1. The mechanism (what actually does the work)

Before committing to a judgment, explicitly enumerate the relevant evidence you do NOT have - the variables that bear on the question but are unknown, unobserved, or unobtainable - then weigh the gap that absence leaves and re-rate your confidence against it. The mechanism rests on a robust finding: confidence tracks the strength and coherence of the evidence actually considered, and people systematically neglect what is missing (the consumer-psychology literature names the bias omission neglect). A judgment built on three observations feels as solid as one built on thirty if the three cohere. The corrective move is to make the absence itself an object of attention: list the relevant unknowns, classify each as resolvable (obtainable, and at what cost) or genuinely unobservable, rate each unknown’s bearing on the judgment, and then re-state confidence against the mapped gap.

The durable cognitive move is not the worksheet. It is turning attention onto the absent evidence - the variables outside the material in front of you that would change the call if you had them - and letting the size and obtainability of that gap discipline the confidence you report. Two things distinguish it from every other belief-challenge move: the object is material that is ABSENT (not claims made, assumptions held, counterarguments available, or failures imaginable), and the output is a re-rated confidence justified by a mapped gap rather than a stronger argument or a defended conclusion.

The output is a known-unknowns ledger: the judgment under consideration; the relevant unknown variables, each with its bearing on the judgment and its obtainability; a flag on the unknowns worth resolving before committing; and a re-rated confidence with the delta and the reason its size is what it is.

2. Lineage

The phrase “known unknowns” is generic, popularized by Donald Rumsfeld’s February 2002 Department of Defense briefing, with earlier engineering and project-risk usage; the method name used here is the descriptive prompt drawn from the research line itself, not a brand. The measured, debiasing content of the term comes from three threads:

The core: Daniel J. Walters (INSEAD), Philip M. Fernbach, Craig R. Fox and Steven A. Sloman, “Known Unknowns: A Critical Determinant of Confidence and Calibration,” Management Science (2017). The INSEAD Knowledge piece “How Managers Can Curb Overconfidence” is the practitioner gloss. Walters and Fernbach (2021), “Investor Memory of Past Performance Is Positively Biased and Predicts Overconfidence,” PNAS, continues the overconfidence line in the field.
The independent mechanism line: David M. Sanbonmatsu, Frank R. Kardes and colleagues on omission neglect, from the early 1990s through Kardes et al. (2006), “Debiasing Omission Neglect,” Journal of Business Research.
The antecedent: Koriat, Lichtenstein and Fischhoff (1980), “Reasons for Confidence,” the original demonstration that what you list before judging changes calibration.
The neighboring tradition this is NOT: consider-the-opposite (Lord, Lepper and Preston 1984) and multiple-explanation (Hirt and Markman 1995), the consider-an-alternative family that the Walters studies used as the comparison arm; in this library that move lives in red-team-light.

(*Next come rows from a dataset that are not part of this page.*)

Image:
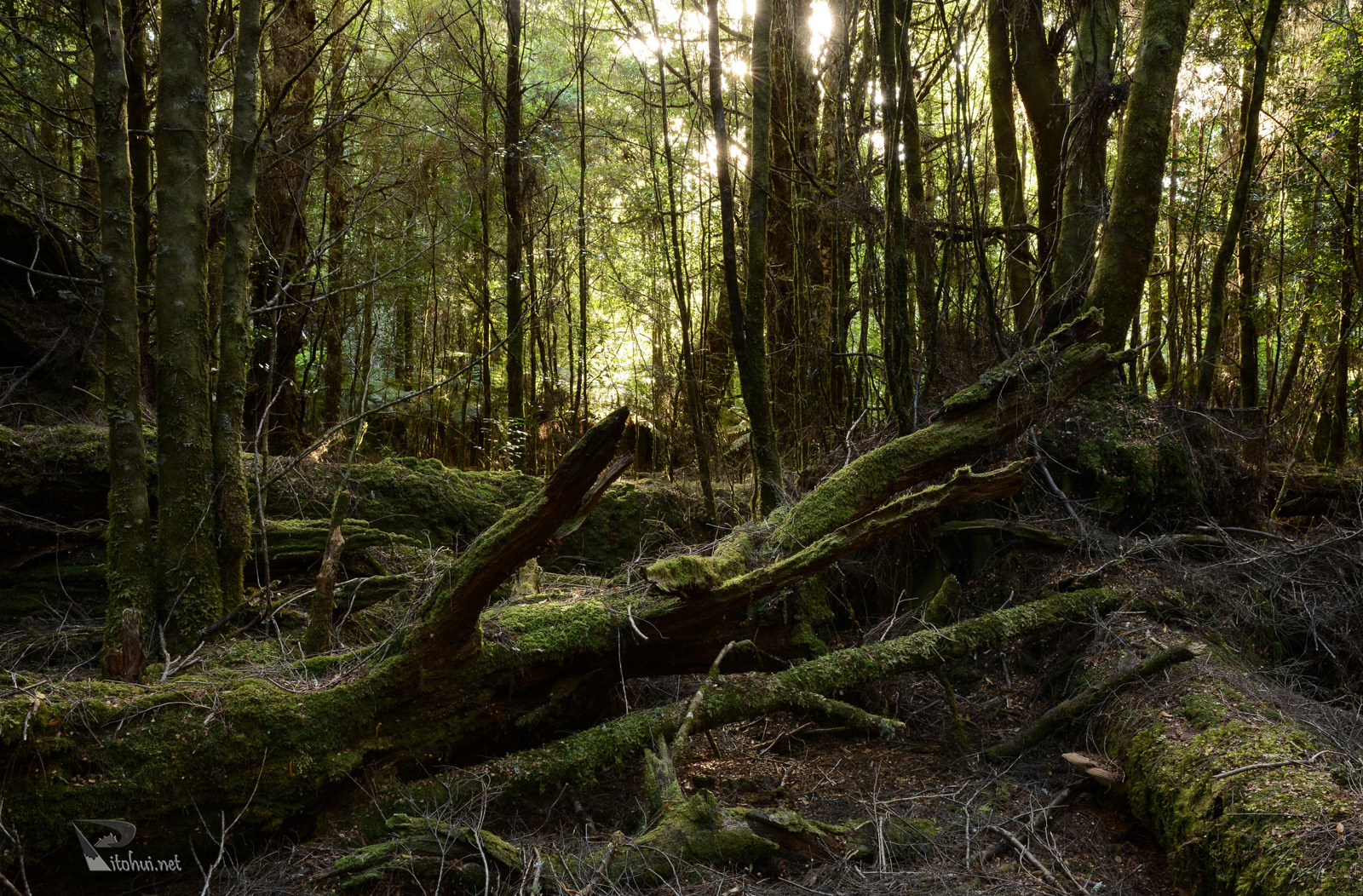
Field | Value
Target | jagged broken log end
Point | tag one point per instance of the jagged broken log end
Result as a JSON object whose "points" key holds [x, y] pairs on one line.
{"points": [[1244, 798], [451, 616]]}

Attribution: Daniel J. Walters, Philip M. Fernbach, Craig R. Fox and Steven A. Sloman (2017, Management Science); the mechanism line via the Sanbonmatsu-Kardes omission-neglect program. Not branded; no trademark.

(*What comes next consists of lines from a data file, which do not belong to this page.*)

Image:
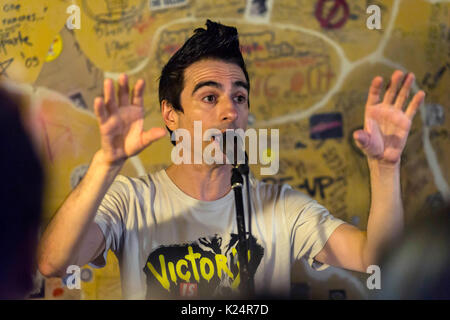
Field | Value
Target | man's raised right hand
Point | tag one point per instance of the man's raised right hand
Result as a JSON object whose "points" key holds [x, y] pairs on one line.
{"points": [[121, 121]]}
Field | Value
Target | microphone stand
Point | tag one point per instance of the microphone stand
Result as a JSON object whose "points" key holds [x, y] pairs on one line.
{"points": [[246, 285]]}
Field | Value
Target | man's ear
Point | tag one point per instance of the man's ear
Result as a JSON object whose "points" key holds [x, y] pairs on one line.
{"points": [[170, 115]]}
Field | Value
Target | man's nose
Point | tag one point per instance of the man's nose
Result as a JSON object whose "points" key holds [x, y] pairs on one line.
{"points": [[229, 112]]}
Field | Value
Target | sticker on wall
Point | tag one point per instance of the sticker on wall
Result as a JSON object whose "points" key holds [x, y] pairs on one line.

3. What the evidence shows, and what it does NOT show

The honest grade is M (moderate), verified 2026-06-11. This candidate was admitted on a single external-research source with the publication record explicitly flagged for verification; that record verifies as real and citable, and on inspection it is stronger than its single-run provenance suggested.

What the record supports.

Daniel J. Walters, Philip M. Fernbach, Craig R. Fox and Steven A. Sloman (2017), “Known Unknowns: A Critical Determinant of Confidence and Calibration,” Management Science 63(12): 4298-4307 (published online December 2016). Three studies. Study 1 (correlational): participants who spontaneously thought about unknowns while answering two-alternative trivia questions were less overconfident. Studies 2 and 3 (experimental): prompting participants to list unknowns before stating confidence reduced overconfidence substantially, outperformed the classic consider-the-alternative debiasing technique in a head-to-head comparison, and selectively reduced confidence in domains where participants were overconfident while leaving well-calibrated and underconfident domains unaffected. Grade: M. Controlled, top-journal, and measured on the actual move this skill proposes, including the comparison arm that establishes its distinctness from counterargument generation.
Frank R. Kardes, Steven S. Posavac, David H. Silvera, Maria L. Cronley, David M. Sanbonmatsu, Paul Herr and Murali Chandrashekaran (2006), “Debiasing Omission Neglect,” Journal of Business Research 59: experiments showing judges form overly extreme, confident evaluations from limited evidence and that sensitivity to missing information can be increased (considering judgment criteria before receiving information; rating presented and missing attributes before evaluating). Grade: M for the mechanism. This is an independent second research program (the Sanbonmatsu and Kardes omission-neglect line, running from the early 1990s) confirming that neglect of missing information inflates judgment extremity and confidence, and that surfacing the missing information moderates it.
Asher Koriat, Sarah Lichtenstein and Baruch Fischhoff (1980), “Reasons for Confidence,” Journal of Experimental Psychology: Human Learning and Memory 6(2): 107-118. Listing reasons contradicting one’s chosen answer improved calibration; listing supporting reasons did not. Adjacent rather than direct: it operates on known counter-reasons, not on unknowns, so it frames the tradition but is NOT counted toward this grade.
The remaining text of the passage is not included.